By COLIN MOORE
Want to do something different this summer? Join an Earthwatch expedition and you could find yourself searching for fossils in Mexico, surveying birds in the forests of Ecuador or recording manatee behaviour in Belize.
Or closer to home you could study frog populations in the forest streams in New South Wales, survey water birds in the Coorong in South Australia or study the effects of tourism on dolphins off the Kaikoura coast.
All these projects are part of the international field research undertaken by the environmental group Earthwatch.
Each year Earthwatch seeks 4000 volunteers to assist scientists and researchers to collect data for various research projects aimed at helping to build a more sustainable world.
There are 55 projects on the expedition calendar, which runs until July next year. They cover research on species, the environment and communities in Africa, Asia, North and South America, Europe, the Pacific and the Caribbean.
Earthwatch volunteers pay between $2590 and $3900 towards the costs of joining a project. They usually stay two weeks working in a small team directly with scientists.
The research locations are usually remote and beautiful. Accommodation is as diverse as the projects, from comfortable homes and hotels to a tent under the stars.
Projects for January to July next year include an elephant survey in Kenya, saving monkeys in China, improving child health in India and studying fossils in the Sierra Madre.
It is hoped the study of frogs in the central eastern rain forest of New South Wales will help to halt their mysterious decline. In the past 17 years, nine endemic species of frog have become extinct and another 42 are in trouble.
The decrease parallels a similar decline in amphibians elsewhere in the world and points to a global phenomenon. Possible causes are more intense exposure to UV rays from ozone depletion, a fungus that attacks frogs or some newly evolved disease.

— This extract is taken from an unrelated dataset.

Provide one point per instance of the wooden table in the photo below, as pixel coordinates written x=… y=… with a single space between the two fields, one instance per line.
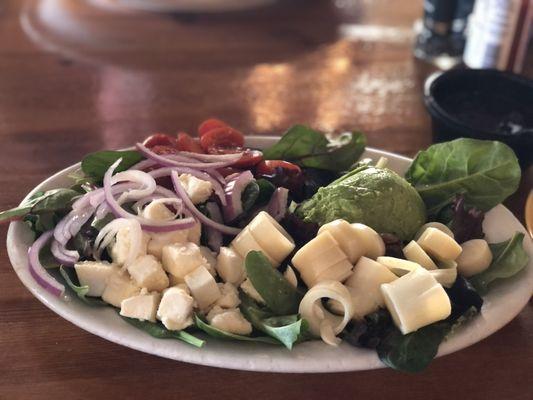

Whatever the cause, the chances are that if it kills frogs it could also threaten humans - which is why Earthwatch scientists and volunteers are taking a closer look at the Aussie frogs.
Volunteers will work mostly at night, learn how to catch a frog and quickly weigh, sex and measure it.
Also in Australia is a study of the echidnas of Kangaroo Island in South Australia.
The spiny echidna belongs to the oldest mammal group having survived everything that 120 million years of global change could throw at it. It lays eggs like a reptile but keeps its young in a pouch like a marsupial. And it has a lower body temperature and slower metabolism than any other mammal.
The study of the dusky dolphins of Kaikoura is led by Rochelle Constantine of the University of Auckland.
Her study aims to determine whether tourists swimming with them is good for the dolphins, and if the practice is sustainable.
The volunteers' tasks will rotate between tracking dolphin movements from land and, weather permitting, taking data on dolphin ecology and behaviour at sea.